Photo : banque d’images

Un médicament sous la forme d’un patch en polymère imprimé pourrait libérer son principe actif seulement en cas d’augmentation de la température corporelle.

 

 

Les polymères hydrogel représentent la troisième piste explorée par la recherche, car ils ont la particularité de se gonfler au contact de l’eau ou d’un autre liquide. Souvent biocompatibles, ils intéressent en premier lieu le secteur médical et plus particulièrement celui des pansements.

 

Ainsi, en parvenant à imprimer ces polymères, il serait possible de fabriquer des secondes peaux sur mesure destinées aux grands brûlés par exemple ; ou encore des médicaments imprimés en 4D qui pourraient libérer leur principe actif en fonction de la température du corps du patient. Un défi que semble vouloir relever le MIT qui cherche la bonne formule pour concevoir le ou les polymères et ainsi créer un dispositif d’administration de médicament qui n’agirait qu’à l’apparition de la fièvre.

Les plastiques encore une fois au cœur d’une nouvelle révolution

Les laboratoires de recherche qui planchent sur le sujet sont persuadés que les applications seront nombreuses, particulièrement dans le domaine médical mais aussi dans ceux de la construction, de l’industrie ou de la mode. A Hanovre, en Allemagne, une équipe tente de développer un polymère destiné à la fabrication d’implants cochléaires qui s’adapteraient parfaitement à la forme de l’oreille interne. Ailleurs, au MIT, on travaille à un composite à base de fibres de carbone qui pourrait entrer dans la conception de voitures de course et dont la forme évoluerait en fonction de la chaleur pour améliorer l’aérodynamisme. Des semelles de chaussures pourraient également s’adapter au terrain…

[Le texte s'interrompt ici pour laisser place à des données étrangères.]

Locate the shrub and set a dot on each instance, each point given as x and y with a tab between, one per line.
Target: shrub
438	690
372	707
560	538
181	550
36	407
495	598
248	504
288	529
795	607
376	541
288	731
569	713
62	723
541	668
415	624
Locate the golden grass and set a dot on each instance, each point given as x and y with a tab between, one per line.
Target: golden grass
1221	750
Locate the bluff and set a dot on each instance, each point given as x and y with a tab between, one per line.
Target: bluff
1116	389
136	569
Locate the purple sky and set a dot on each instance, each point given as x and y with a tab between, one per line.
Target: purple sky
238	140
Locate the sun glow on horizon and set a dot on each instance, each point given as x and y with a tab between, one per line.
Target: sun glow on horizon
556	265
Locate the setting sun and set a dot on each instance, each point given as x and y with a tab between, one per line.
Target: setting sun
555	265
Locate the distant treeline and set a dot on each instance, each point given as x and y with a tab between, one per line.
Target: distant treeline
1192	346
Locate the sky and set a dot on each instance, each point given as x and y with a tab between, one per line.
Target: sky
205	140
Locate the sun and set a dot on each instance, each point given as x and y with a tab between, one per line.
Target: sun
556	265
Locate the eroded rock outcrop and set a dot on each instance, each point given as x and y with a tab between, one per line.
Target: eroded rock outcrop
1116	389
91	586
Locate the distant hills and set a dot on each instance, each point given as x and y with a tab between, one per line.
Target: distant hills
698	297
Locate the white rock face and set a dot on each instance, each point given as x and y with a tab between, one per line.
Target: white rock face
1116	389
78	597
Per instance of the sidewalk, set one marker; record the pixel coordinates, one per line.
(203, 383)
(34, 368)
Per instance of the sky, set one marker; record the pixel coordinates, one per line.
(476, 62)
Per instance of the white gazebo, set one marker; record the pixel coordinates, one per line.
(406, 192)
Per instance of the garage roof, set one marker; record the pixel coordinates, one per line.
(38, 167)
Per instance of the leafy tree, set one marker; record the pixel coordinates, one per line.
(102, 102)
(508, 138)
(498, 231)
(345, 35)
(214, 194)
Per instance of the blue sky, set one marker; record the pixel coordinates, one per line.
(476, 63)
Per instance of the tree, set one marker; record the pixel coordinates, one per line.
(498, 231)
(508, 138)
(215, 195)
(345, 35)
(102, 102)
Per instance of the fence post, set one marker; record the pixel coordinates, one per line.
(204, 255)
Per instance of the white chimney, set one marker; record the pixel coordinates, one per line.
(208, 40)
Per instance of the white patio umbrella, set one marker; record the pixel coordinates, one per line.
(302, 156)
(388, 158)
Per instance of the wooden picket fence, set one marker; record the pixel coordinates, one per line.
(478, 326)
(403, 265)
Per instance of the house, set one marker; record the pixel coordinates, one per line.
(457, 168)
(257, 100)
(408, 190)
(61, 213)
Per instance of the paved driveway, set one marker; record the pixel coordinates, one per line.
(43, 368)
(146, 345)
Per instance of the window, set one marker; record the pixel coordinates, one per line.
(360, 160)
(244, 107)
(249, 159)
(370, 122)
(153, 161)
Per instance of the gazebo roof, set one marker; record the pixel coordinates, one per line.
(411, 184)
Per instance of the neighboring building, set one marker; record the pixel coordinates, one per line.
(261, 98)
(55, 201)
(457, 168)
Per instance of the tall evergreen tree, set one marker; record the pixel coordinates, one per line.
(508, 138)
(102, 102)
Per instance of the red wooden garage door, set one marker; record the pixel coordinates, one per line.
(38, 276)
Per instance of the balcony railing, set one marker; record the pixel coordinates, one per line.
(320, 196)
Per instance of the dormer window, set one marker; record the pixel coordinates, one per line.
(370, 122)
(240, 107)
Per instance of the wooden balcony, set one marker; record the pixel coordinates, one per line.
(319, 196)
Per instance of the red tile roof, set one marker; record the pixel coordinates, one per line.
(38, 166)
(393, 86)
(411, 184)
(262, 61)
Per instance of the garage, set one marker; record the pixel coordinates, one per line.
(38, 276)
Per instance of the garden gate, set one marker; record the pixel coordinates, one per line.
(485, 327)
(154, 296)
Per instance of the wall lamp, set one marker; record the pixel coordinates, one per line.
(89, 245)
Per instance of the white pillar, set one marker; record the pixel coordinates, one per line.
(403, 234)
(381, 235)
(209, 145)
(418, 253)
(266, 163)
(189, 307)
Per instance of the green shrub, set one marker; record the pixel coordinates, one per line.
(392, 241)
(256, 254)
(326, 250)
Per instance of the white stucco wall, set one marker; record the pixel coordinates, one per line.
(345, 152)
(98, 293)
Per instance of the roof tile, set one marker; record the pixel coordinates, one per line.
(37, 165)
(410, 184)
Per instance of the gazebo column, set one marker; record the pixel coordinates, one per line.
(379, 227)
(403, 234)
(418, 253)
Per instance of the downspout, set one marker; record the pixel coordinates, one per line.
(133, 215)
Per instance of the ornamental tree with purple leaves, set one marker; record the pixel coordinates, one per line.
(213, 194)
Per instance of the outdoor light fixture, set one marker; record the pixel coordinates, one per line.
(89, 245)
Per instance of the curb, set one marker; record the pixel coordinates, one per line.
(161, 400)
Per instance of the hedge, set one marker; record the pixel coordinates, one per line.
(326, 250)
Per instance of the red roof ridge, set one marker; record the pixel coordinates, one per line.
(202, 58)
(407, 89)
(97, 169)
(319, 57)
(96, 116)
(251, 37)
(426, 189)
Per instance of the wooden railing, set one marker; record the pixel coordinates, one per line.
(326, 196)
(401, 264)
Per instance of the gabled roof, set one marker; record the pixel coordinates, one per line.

Bien entendu, les polymères resteront au premier plan de ce bouleversement car ces matériaux futuristes seront composites. C’est bien l’union de polymères avec d’autres matériaux (parfois naturels comme la cellulose de bois) qui donne aux objets leur capacité à changer de forme ou à réagir à un stimulus. Reste à concevoir les imprimantes… Rappelons en effet que tout l’intérêt de la fabrication additive repose sur la production sur mesure ou en petite série. Mais pas seulement car les réactions aux stimuli d’un objet imprimé en 4D versus ce même objet fabriqué par moulage peuvent être différentes. C’est ce qu’ont montré des chercheurs de Singapour qui ont réussi à rendre deux fois plus réactive l’ouverture d’une fleur, conçue à partir d’un hydrogel à base d’acrylique et d’époxy, lorsqu’elle est imprimée.

 

Cette fleur imprimée en 4D s’ouvre et se ferme toute seule quand elle est au contact de l’eau.

C’est pour quand ?

Pour bientôt mais pas pour tout de suite… Hélas, les barrières à surmonter sont encore nombreuses tant en termes de matériaux que de machines. Et puis, concernant les matériaux, ceux-ci soulèvent encore beaucoup d’interrogations, notamment sur leur faculté à rester « intelligents » dans la durée. Combien de temps pourront-ils remplir les fonctions pour lesquelles ils ont été conçus ? La réponse est complexe et encore incertaine mais tous les experts tombent d’accord pour affirmer qu’une fois parfaitement au point, l’impression 4D aura un impact significatif sur l’industrie, un peu comme son ancêtre, la 3D, en avait eu dans son temps.